When it comes to the whole "eat the bugs" thing, the bug-eating trend attempts have come and gone for years now, and they fail every time - bug-eating just plain isn't a part of the Western culture. However, I've never got the impression that the bug-eating promoters are trying to make the proles eat the bugs - rather, it's almost like an progressive middle-class version of kids trying to dare each other to eat worms.
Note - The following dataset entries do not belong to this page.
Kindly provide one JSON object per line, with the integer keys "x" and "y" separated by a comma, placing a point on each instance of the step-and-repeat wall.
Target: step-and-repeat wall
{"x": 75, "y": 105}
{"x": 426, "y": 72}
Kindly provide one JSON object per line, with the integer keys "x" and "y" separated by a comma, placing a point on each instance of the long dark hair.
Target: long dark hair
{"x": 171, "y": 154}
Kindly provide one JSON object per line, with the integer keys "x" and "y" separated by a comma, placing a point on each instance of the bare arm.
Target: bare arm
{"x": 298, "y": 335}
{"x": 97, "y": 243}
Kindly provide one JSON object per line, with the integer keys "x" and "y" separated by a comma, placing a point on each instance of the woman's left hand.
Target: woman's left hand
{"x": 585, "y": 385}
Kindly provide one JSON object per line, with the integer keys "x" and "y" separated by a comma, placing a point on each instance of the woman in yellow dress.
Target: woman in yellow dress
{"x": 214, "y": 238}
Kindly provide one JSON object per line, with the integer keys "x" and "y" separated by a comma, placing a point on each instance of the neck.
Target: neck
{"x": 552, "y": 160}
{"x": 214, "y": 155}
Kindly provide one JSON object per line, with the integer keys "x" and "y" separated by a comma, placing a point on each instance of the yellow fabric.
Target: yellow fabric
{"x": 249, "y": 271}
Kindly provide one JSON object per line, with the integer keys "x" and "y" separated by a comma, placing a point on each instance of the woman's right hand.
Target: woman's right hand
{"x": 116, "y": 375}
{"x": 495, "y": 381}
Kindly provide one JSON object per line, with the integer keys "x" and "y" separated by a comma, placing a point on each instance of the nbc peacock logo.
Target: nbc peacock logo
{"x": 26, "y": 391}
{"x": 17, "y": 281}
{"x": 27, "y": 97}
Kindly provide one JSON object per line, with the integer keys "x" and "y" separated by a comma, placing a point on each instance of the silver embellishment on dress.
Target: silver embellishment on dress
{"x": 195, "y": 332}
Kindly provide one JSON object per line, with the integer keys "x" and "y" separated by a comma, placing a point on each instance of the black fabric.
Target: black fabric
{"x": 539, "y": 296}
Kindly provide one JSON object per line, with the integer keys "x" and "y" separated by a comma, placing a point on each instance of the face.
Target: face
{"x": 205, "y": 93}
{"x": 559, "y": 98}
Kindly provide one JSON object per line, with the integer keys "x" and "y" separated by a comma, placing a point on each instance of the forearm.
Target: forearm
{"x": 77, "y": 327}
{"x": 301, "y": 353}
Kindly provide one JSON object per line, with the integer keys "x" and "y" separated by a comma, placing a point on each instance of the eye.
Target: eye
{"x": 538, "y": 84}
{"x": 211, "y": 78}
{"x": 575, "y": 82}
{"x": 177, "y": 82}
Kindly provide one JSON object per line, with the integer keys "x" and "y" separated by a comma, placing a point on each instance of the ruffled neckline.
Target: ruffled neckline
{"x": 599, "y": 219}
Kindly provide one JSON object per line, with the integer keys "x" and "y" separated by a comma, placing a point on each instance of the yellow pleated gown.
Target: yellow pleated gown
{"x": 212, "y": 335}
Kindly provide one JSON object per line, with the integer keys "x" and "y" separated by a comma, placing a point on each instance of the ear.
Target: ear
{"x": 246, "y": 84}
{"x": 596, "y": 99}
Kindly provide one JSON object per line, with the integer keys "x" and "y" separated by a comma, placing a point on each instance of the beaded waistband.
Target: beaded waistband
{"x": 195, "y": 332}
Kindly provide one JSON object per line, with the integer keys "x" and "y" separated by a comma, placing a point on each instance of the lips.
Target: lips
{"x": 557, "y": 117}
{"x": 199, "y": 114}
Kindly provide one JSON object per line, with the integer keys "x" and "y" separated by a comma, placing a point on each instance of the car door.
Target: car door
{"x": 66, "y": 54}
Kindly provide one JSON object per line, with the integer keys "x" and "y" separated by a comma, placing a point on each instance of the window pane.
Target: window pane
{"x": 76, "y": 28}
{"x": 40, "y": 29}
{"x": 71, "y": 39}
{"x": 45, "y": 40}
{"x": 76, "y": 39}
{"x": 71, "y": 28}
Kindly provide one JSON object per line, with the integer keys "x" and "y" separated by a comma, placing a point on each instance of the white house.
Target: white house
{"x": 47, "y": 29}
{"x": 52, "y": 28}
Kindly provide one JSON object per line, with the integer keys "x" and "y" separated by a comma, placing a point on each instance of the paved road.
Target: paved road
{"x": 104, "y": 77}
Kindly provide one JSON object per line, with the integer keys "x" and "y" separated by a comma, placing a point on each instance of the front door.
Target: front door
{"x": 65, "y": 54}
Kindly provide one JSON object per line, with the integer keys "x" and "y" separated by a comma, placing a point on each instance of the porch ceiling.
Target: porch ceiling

An enlightement status game among hipsters, with no-one, in the end, being truly willing to commit to this bit, mainly because, as said, bug-eating just isn't a part of the Western culture, and the ones who are willing to commit to avoiding meat for environmental reasons can just go vegan.
Finally, one of the participants in the current Davos conference is, of course, the Finnish PM Sanna Marin, and the Finnish media has duly featured her trip there, where she has used her newfound publicity to make statements like this, a basic and pedestrian statement in Finnish politics but apparently manna from heaven to many foreigners looking for firmness and resolve regarding the Ukraine war.
The fact that she's participating openly in this "conspiracy" seems to make conspiracy theorists, both foreign and domestic, almost confused - why is she so open about being a WEF puppet? - and this confusion in turn leads to more confusion among more traditional political types. Yes, she's participating in an event featuring global political and business actors and trying to ingratiate herself to them, that's a major part of her job! When you're a leader of a small country and participating in abroad events like this, you are inevitably also operating as the brand ambassador of Business Finland, trying to convince foreign corporations that Finland is worth investing in, hopefully leading to jobs and wealth.
If she was to declare that she will never participate in events like this - which is something she might have done in her younger and more leftist years - presumably she could then well be attacked for failing to do her job and making Finland poorer and less integrated to the global economy. And, of course, that's how the global elite networks keep operating - even if you wouldn't want to attend, there's always something that might mean you basically have to.